When parallel rays that are also parallel to the principal axis strike a spherical mirror, rays that strike the mirror ____ the principal axis are focused at the focal point. Those rays that strike the mirror ____ the principal axis are focused at points between the mirror and the focal point.

a.	perpendicular to; far from	c.	close to; far from
b.	close to; perpendicular to	d.	far from; close to

49.

A parabolic mirror, instead of a spherical mirror, can be used to reduce the occurrence of which effect?

a.	spherical aberration	c.	chromatic aberration
b.	mirages	d.	light scattering

50.

When red light and green light shine on the same place on a piece of white paper, the spot appears to be

a.	yellow.	c.	white.
b.	brown.	d.	black.

51.

Which of the following is NOT an additive primary color?

a.	yellow	c.	red
b.	blue	d.	green

52.

What color does yellow pigment subtract from white light?

a.	blue	c.	yellow
b.	red	d.	green

53.

What color does blue pigment subtract from white light?

a.	blue	c.	violet
b.	red	d.	green

54.

Which of the following is NOT a primary subtractive color?

a.	yellow	c.	magenta
b.	cyan	d.	blue

55.

When the transmission axis is perpendicular to the plane of polarization for light,

a.	all the light passes through.	c.	little of the light passes through.
b.	most of the light passes through.	d.	no light passes through.

56.

Which pair of glasses is best suited for automobile drivers?
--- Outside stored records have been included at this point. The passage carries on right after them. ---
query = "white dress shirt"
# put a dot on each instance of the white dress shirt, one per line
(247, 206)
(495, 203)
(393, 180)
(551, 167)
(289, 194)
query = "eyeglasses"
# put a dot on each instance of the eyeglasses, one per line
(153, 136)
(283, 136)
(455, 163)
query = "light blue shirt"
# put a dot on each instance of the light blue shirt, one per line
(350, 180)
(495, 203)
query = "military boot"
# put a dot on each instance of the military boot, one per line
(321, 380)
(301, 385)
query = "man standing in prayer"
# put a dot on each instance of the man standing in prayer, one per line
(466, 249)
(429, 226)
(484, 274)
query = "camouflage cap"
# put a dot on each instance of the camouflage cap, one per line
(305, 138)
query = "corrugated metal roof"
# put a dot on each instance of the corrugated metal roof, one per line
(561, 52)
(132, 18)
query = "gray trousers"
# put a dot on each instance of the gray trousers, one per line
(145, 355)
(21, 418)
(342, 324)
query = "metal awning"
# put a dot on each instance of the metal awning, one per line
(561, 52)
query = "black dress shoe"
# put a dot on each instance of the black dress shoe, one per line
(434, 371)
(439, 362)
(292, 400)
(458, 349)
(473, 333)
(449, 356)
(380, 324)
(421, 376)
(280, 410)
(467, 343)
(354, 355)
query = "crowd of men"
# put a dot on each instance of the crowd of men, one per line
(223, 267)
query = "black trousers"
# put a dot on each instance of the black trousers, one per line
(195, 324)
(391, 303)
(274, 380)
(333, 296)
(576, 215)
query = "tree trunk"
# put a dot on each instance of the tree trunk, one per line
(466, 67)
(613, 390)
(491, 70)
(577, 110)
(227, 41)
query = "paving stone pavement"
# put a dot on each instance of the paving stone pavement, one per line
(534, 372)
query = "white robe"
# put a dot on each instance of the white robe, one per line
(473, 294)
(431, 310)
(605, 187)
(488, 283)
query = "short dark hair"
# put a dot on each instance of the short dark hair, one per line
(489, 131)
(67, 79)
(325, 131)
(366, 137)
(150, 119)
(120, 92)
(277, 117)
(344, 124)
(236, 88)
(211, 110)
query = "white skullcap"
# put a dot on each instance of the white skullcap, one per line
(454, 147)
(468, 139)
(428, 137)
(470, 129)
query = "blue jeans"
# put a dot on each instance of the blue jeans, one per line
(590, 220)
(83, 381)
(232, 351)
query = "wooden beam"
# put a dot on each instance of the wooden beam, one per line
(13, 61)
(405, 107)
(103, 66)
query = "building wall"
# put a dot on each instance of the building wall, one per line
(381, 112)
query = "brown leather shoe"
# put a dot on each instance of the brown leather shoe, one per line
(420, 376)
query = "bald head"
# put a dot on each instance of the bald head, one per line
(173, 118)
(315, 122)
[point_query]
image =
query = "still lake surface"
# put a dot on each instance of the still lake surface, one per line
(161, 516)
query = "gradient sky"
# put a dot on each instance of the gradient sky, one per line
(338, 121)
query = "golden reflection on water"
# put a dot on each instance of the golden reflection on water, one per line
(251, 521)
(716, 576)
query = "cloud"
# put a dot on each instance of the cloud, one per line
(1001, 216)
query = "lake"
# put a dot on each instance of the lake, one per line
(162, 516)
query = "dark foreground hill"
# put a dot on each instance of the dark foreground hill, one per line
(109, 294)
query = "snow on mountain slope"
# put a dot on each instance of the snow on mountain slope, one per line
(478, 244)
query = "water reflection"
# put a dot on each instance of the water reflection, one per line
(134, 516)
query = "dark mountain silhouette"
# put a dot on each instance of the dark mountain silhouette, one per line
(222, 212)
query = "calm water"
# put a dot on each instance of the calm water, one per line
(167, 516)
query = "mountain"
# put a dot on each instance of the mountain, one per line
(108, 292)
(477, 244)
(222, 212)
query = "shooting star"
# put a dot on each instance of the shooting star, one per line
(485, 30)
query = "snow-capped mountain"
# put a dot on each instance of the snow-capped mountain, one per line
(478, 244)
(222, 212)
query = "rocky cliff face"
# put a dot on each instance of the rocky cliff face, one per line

The transmission axes are shown by straight lines on the lenses. (Hint: The light reflects off the hood of the car.)

a.	A	c.	C
b.	B	d.	D

57.

If you looked at a light through the lenses from two polarizing sunglasses that were overlapped at right angles to one another,

a.	all of the light would pass through.	c.	little of the light would pass through.
b.	most of the light would pass through.	d.	none of the light would pass through.

Short Answer

58.

What type of reflection is illustrated in the figure above?

59.

What type of reflection is illustrated in the figure above?

60.

When rays of light are incident upon a spherical mirror far from the principal axis, fuzzy images form. What is this characteristic of spherical mirrors?

61.

Spherical aberration may be avoided by employing a ____________________ mirror or by making sure that the diameter of a spherical mirror is sufficiently ____________________.

62.

The focal point and center of curvature of a spherical mirror all lie along the ____________________.

63.

Why are some primary colors called additive?

64.

What occurs when beams of light of three primary colors are combined?

65.

What occurs when light passed through a red filter is combined with light passed through a green filter?

66.

What occurs when yellow light is combined with blue light?

67.

What occurs when subtractive primary colors are combined?

68.

What color results when yellow and blue pigment are combined?

69.

How is the brightness of a light source affected by distance?

Problem

70.

A certain radio wave has a frequency of 2.0 ´ 10⁶ Hz. What is its wavelength?

71.

Where would the image of a 4.0 cm tall object that is 12 cm in front of a flat mirror be located?

72.

A convex mirror has a focal length of –17 cm. What is the radius of curvature?

73.

A candle is 49.0 cm in front of a convex spherical mirror with a radius of curvature of 70.0 cm. Draw a ray diagram to find the position and magnification of the image.

74.

An object that is 2.00 cm high is placed 10.0 cm in front of a concave mirror with a radius of curvature of 40.0 cm. Draw a ray diagram to find the position and magnification of the image.

75.

An object is 15 cm from the surface of a spherical glass tree ornament that is 5.0 cm in diameter. Draw a ray diagram to find the position and magnification of the image.

76.

A concave spherical mirror has a radius of curvature of 10.0 cm. A candle that is 5.0 cm tall is placed 14 cm in front of the mirror. Draw a ray diagram to find the image distance and magnification.

77.

A candle 4.7 cm tall is 20.0 cm from a convex mirror that has a focal length of 6.0 cm. Draw a ray diagram to determine the position and magnification of the image.

78.

A candle 15 cm high is placed in front of a concave mirror at the focal point. The radius of curvature is 60 cm. Draw a ray diagram to determine the position and magnification of the image.